For over a decade, solar supply chains have been a focus of US policy. Collectively, these measures reflect:
Recent US presidential administrations from both parties have levied tariffs on imported solar panels.
In 2012, the Obama administration imposed tariffs on Chinese solar manufacturers under anti-dumping and countervailing duty (AD/CVD) laws. AD/CVD aims to address the competitive advantage foreign firms receive either from government subsidies or from selling products abroad at lower prices than in domestic markets. In 2015, these tariffs were amended and expanded, largely due to attempts to circumvent the 2012 tariffs. Since the imposition of the Obama-era tariffs, the share of US solar equipment imports directly from China has been almost completely phased out, with imports shifting to Southeast Asia. The recent DOC decision would expand these AD/CVD tariffs to cover imports from certain companies in Cambodia, Malaysia, Thailand, and Vietnam. These four countries accounted for more than 75 percent of total US solar panel imports last year.

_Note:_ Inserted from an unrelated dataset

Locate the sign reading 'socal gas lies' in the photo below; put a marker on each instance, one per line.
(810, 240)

The AD/CVD are just one of many categories of tariffs or import restrictions applied to Chinese solar equipment. Others include:
Without commenting on the DOC ruling (which is beyond the authors’ expertise), it’s safe to say that tariffs can cut both ways. While they may improve the competitiveness of US solar manufacturers right when the domestic industry is growing from a small base—thanks to incentives in the Inflation Reduction Act—they can harm US solar developers as well, if they raise the costs of imports that are inputs to production. Moreover, often tariffs lead to retaliatory tariffs, which happened when China imposed 57 percent duties on US polysilicon, following the 2012 tariffs, and the US polysilicon production plunged from around 30 percent of global total in 2010 to around 10 percent by 2017.

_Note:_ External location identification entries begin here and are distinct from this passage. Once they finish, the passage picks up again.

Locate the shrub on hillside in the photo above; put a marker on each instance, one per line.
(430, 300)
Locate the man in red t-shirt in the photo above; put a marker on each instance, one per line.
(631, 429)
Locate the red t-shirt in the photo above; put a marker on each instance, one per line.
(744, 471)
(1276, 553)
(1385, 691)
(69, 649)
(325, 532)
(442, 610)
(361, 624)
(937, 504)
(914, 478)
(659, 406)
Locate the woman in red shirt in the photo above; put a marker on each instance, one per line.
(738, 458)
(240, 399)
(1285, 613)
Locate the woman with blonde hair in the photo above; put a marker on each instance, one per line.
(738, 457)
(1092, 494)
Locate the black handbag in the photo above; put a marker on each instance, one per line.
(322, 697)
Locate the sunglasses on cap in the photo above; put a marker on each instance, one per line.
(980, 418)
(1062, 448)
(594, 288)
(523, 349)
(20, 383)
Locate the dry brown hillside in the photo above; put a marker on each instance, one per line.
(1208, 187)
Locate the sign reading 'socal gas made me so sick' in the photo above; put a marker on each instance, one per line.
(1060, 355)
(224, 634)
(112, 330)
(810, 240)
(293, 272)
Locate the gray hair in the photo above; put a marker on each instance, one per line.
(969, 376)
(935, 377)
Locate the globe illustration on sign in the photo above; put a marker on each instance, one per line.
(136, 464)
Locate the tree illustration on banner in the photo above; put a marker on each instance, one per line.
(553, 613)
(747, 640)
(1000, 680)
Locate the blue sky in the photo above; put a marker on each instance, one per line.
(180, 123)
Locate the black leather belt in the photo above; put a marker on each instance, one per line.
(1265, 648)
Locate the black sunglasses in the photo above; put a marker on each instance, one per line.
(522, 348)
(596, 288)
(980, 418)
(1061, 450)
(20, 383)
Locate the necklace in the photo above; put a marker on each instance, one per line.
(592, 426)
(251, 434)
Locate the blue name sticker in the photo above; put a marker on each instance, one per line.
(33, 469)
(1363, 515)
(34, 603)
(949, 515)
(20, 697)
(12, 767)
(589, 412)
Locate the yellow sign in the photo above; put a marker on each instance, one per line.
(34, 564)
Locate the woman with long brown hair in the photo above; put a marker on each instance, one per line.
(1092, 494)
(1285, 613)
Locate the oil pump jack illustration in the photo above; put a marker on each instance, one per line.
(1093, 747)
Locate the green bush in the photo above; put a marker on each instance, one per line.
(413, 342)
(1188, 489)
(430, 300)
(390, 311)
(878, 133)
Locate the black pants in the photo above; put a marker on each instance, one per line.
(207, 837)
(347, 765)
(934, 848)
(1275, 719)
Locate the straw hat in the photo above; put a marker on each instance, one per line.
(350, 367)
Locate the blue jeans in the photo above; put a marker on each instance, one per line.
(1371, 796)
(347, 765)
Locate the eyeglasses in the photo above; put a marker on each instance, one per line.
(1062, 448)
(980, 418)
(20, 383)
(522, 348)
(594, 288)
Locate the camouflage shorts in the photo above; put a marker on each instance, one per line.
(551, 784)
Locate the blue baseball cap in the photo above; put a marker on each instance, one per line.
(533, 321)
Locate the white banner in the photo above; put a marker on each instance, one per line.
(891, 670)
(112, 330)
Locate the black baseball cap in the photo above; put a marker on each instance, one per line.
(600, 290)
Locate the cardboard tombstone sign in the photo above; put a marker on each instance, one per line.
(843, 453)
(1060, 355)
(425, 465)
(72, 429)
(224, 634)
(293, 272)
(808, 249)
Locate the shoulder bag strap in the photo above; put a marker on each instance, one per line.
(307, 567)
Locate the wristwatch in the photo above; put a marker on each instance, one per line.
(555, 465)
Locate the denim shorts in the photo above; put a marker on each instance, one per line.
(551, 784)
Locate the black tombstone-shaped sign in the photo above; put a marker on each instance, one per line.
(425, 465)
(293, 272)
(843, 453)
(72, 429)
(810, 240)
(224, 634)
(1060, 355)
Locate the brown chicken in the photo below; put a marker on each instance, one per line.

For US consumers, tariffs are essentially taxes. While their “incidence” (i.e., who bears the costs) may be split between foreign sellers and US consumers, empirical evidence suggests American consumers largely pay the costs. Therefore, while innovation has led to the rapid decline in the costs of solar energy, tariffs have made solar in the US more expensive than it would have been otherwise. It is difficult to isolate the effects of higher prices on deployment, but according to one study, the AD/CVD tariffs alone caused US demand for solar to decline by 17 percent during the 2012 to 2018 period. Less solar in the electricity system could translate to more electricity produced by fossil fuels, and thus higher emissions.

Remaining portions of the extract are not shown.